Thursday, November 14, 2013

With Fervor Beneath Faith

This is the evening of November 14, 2013, when all the wailing are reverberating and Christmas carols seem to be postponed. Too many concerts were canceled but too many concerts being put up for the benefits of the tragedounts. This is the date when we are suppose to celebrate the birth of a great woman, Carmelita Te Veridiano, my Filipino teacher, but we just cannot do that. This is the day ten years ago when we ate as a group in a chicken soup house in Liliw Lagubna when there was no electricity current at all because of the typhoon. That was ten years ago, when students can roam around the other town despite the presence of a storm.

Today, it is very much different. An archbishop is asking for a day of prayer, fasting and silence after a calamity. International concerts like that of Matchbox 20 and Foxes were cancelled so as not to insult the mourning populace only to find out local communities are organizing benefit concerts as a form of empathy to people who were ruined by the typhoon surge. This happened after a massive earthquake struck the country not even a month ago. These are evident signs of a new world order, of a day after tomorrow scene, of apocalyptic premonitions.

Nonetheless, the magnitude of the storm is something which human science is still trying to explain and figure out. Most of the time it is bringing fear and tremble to my people, some are seeing this as a form of chastisement and others are stoic about this and believe that it is part of the natural order of things. I am calm knowing that Go dis in full control. The picture of a portion of humanity helping each others hands to lift the victims up from the horrors of yesterday makes you feel at ease about it. It is a lesson which we are learning over and over again. First, with Ondoy; second with the March 11 earthquake and Japan tsunami; with Haiti's earthshake; with habagat; with Pablo; with Boh-Cebu quake and now with the aftermath of Yolanda. Humanity has to stand as a race. Nothing should hold us down.

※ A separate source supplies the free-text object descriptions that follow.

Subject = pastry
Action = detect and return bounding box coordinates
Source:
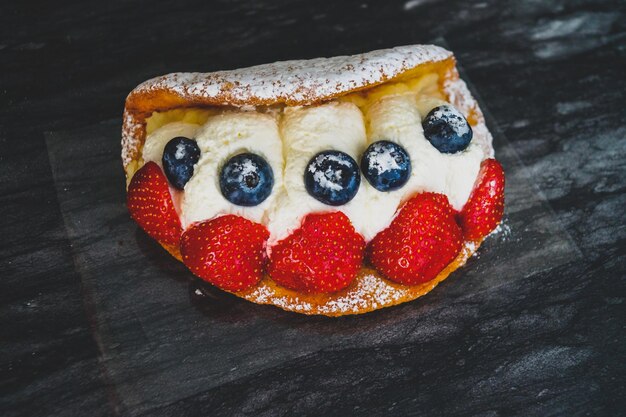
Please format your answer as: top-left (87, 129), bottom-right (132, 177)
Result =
top-left (122, 45), bottom-right (505, 316)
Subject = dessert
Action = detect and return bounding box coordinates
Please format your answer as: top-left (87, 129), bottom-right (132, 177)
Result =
top-left (122, 45), bottom-right (505, 316)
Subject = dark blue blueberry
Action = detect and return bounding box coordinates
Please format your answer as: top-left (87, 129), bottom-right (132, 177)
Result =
top-left (162, 136), bottom-right (201, 189)
top-left (304, 150), bottom-right (360, 206)
top-left (219, 153), bottom-right (274, 206)
top-left (361, 140), bottom-right (411, 192)
top-left (422, 105), bottom-right (473, 154)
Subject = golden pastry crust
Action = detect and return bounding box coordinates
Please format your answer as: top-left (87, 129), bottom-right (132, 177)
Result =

It is the same motto that comes to mind as I recollect the good old story that happened ten years ago. We were a whole batch gathered in Madre Ignacia hall for a career guidance spearheaded by the Rotary Club in Nagcarlan. They spoke about their careers. One of the speakers was Mr. Tubana, our own teacher. They inspired the entire batch of their stories amidst the rain that makes it hard for us to hear them. They answered most of our questions. I can remember how Mary Blanch ask them a question and bringing out her dilemma about what career path to choose. That was the birthday of Mrs. Veridiano. A rainy Friday. And still the group composed of Kevin, Jhoy, Jenna, Relmark, Daryl, Rene and me pursued a hang out after class. To eat somewhere in Liliw together. There was no electricity but still a happy moment for all of us. We are then aware that soon we will separate ways as we face our college lives. Nothing stopped us from bonding with each other. Not even the typhoon threat at that time. Not even the absence of electricity. Not even the consciousness that my Dad will hit me if I got home wet.

That's the spirit. The same spirit rooted in our being as members of the resilient Filipino offsprings. We are going to stand up no matter what. I want the world to know. I WANT my countrymen to remember that. I want us to prove it. I want the world to learn from us. I want to see happy and cheerful Filipinos composed after the tragic moment in our current history. I want us to SOAR!